A 1ª parte do roteiro, Dos Antepassados ao Terramoto de 1930, relata a história
dos progenitores de Veiga, assim como o seu nascimento (no Brasil) e a sua infância na
Casa dos Anjos. Seguidamente, já na Capela da Casa dos Anjos, dá conta das primeiras
letras do nosso poeta, ao fazer referência a um poema escrito em 1913, quando Tiago
tinha apenas 13 anos. De destacar que durante a dinamização do roteiro dentro da
Capela da Casa dos Anjos houve tempo para um concerto de violoncelo, com peças de
Bach, evocando, assim, o romance que leva o nome da violoncelista portuguesa:
Guilhermina.

A 2ª parte, Do Amor, do Sangue e dos Cavalos de Danaan, conta-nos a história
de um Tiago Veiga adulto, das suas viagens pelo mundo, mas, acima de tudo, do seu
segundo casamento com a pintora irlandesa Ellen Rassmunsen. (De realçar que se
encontra em exposição no Centro de Estudos Mário Cláudio a obra Os Cavalos de
Danaan, de Ellen, que também serviu de capa ao livro sobre Tiago Veiga, assim como
desenhos e pinturas do poeta e do Mestre José Rodrigues). Durante este momento, a dinamização do roteiro foi efetuada no antigo Sanatório Marechal Carmona, situado em
Paredes de Coura, uma vez que a esposa de Tiago Veiga viria a sofrer de tuberculose e a
sucumbir dessa enfermidade.

A 3ª parte, Da Relação com o Biógrafo. O Desafio da Posteridade, descreve-nos
a relação truculenta e agridoce, vulcânica e efetivamente humana de Mário Cláudio com
Tiago Veiga. Na verdade, o romancista e o poeta mantiveram uma relação que em nada
aparentava a de discípulo-mestre, como Caeiro foi para os heterónimos e para o próprio
Pessoa. É neste momento do roteiro que Veiga pede a Cláudio para que este escreva a
sua biografia, obtendo deste último um redondo, itálico e negrito não. Foi no cemitério
de Reirigo, lugar onde se encontra sepultado aquele que se suicidou aos 88 anos, que
decorreu o último momento do roteiro literário.

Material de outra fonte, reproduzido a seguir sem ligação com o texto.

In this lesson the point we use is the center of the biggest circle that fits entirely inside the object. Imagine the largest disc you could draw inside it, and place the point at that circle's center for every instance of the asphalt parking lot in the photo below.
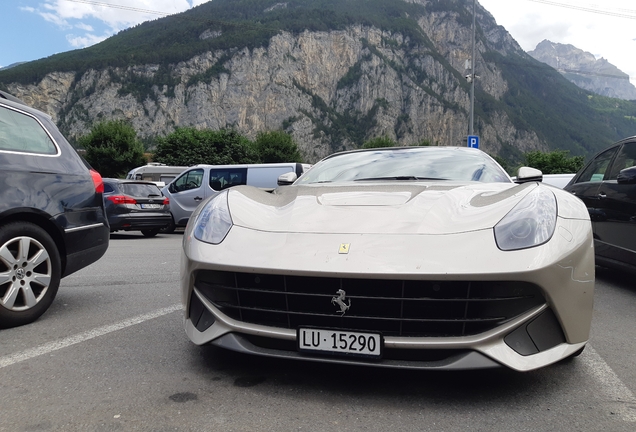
(111, 355)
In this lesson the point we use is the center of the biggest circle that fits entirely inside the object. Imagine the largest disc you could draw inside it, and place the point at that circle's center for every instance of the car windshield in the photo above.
(407, 164)
(141, 189)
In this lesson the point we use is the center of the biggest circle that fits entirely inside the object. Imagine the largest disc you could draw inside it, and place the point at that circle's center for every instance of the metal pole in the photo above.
(472, 81)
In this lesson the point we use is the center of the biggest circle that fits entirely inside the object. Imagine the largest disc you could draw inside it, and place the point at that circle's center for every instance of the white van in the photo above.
(201, 181)
(161, 174)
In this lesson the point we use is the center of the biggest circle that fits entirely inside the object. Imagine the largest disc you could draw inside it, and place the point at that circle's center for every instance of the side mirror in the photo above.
(527, 174)
(287, 179)
(627, 176)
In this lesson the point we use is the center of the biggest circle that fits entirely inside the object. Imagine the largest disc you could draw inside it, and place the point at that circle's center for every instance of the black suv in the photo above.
(136, 205)
(607, 186)
(52, 218)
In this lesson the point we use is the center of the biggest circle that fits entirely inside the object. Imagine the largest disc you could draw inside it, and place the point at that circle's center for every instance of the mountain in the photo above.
(333, 73)
(583, 69)
(12, 65)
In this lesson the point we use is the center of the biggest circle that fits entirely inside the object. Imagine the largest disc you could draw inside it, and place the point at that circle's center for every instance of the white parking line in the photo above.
(620, 398)
(82, 337)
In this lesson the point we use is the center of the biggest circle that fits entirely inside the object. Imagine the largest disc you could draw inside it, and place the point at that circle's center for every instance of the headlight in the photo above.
(531, 223)
(214, 220)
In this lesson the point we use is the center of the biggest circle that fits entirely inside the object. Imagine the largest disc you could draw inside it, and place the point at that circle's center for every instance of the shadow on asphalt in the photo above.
(436, 387)
(621, 279)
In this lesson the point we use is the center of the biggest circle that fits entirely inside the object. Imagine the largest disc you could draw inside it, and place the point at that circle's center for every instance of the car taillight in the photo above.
(97, 181)
(122, 199)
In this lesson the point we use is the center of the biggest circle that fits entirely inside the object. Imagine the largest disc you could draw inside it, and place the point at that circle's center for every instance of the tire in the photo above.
(575, 354)
(150, 233)
(30, 273)
(168, 229)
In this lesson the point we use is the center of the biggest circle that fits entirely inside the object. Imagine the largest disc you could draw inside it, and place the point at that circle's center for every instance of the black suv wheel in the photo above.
(30, 273)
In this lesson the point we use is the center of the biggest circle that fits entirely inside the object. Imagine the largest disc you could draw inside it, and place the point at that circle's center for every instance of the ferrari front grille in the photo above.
(393, 307)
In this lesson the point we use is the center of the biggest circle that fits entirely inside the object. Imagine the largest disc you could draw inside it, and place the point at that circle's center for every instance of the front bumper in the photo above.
(563, 269)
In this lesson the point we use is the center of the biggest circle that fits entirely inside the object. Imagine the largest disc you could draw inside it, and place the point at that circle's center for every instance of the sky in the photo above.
(33, 29)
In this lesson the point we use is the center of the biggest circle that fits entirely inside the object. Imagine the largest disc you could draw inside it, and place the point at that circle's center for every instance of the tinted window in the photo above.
(189, 180)
(441, 163)
(140, 189)
(22, 133)
(595, 171)
(626, 158)
(224, 178)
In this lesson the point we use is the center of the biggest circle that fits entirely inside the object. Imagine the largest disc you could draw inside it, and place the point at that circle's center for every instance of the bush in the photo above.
(383, 141)
(112, 148)
(189, 146)
(277, 146)
(555, 162)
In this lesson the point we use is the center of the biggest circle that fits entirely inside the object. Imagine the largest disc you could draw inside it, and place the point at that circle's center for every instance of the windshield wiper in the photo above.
(399, 178)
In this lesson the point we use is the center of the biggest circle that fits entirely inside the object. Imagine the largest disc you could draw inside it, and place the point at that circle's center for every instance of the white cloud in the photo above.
(606, 29)
(84, 27)
(84, 41)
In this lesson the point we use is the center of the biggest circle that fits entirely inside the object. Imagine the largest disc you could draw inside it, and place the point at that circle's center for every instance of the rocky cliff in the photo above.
(585, 70)
(332, 90)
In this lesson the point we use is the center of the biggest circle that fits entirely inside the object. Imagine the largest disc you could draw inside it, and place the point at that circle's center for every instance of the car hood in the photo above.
(376, 208)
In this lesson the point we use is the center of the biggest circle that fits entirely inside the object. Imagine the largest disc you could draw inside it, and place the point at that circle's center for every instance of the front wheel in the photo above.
(150, 233)
(30, 273)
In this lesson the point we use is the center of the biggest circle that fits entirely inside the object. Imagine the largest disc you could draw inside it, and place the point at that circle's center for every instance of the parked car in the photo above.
(557, 180)
(607, 186)
(411, 257)
(202, 181)
(160, 174)
(135, 205)
(52, 219)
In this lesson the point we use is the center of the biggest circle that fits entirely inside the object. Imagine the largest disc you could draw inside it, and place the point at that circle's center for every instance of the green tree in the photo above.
(383, 141)
(276, 146)
(112, 148)
(189, 146)
(554, 162)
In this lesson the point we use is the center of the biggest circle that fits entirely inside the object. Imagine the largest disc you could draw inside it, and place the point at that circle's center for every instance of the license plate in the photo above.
(340, 342)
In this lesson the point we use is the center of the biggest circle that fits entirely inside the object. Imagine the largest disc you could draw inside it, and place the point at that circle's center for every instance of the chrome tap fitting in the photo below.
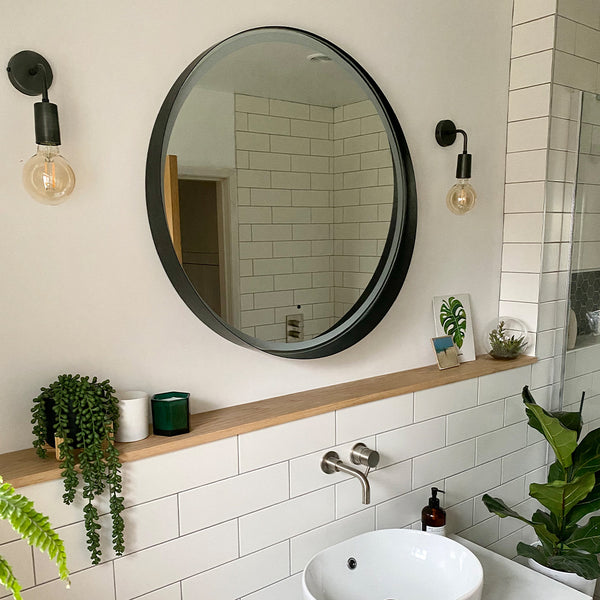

Por fim, houve confraternização entre os presentes no alto do Monte de São
Silvestre, onde se comeu a broa de milho confecionada minutos antes do roteiro e
também se bebeu daquele abençoado verde branco que cai da infusa como grossas gotas
de orvalho que dão vida e força.

Com a realização deste roteiro literário, em que estiveram reunidas mais de 60
pessoas de geografias diversas (académicos, turistas, curiosos, leitores, admiradores,
locais, entidades públicas e políticas), concretizou-se o ideal humano da cultura
acessível a todos, através das várias experiências sensoriais e intelectuais.

Se, por um lado, a matéria-prima do roteiro residia na obra literária, por outro
lado, não é menos verdade afirmar que o propósito último de todo este encontro foi a
celebração do Belo através das suas diversas manifestações.

No fundo e no fim, as pessoas terminaram o roteiro com vontade de (re)lerem a
obra Tiago Veiga. Uma Biografia, visto os inúmeros segredos e acontecimentos que
habitam nas mais de 700 páginas que compõem o livro. Esta vontade de ler ou de
revisitar essas páginas revela, portanto, três pontos essenciais: primeiramente, a
vitalidade da Literatura e do seu alcance e representatividade; em segundo lugar, a
qualidade da dinamização levada a cabo pelo Stay to Talk – Instituto de Imersão
Cultural; em último lugar, mas não menos importante, o mistério que gira em torno da
real existência, ou não, de Tiago Veiga.

É a partir de iniciativas desta natureza que podemos associar várias áreas do saber
e da experiência em prol da comunidade, do conhecimento e da cultura. Porque o Belo
também nos une. O Belo também nos salva.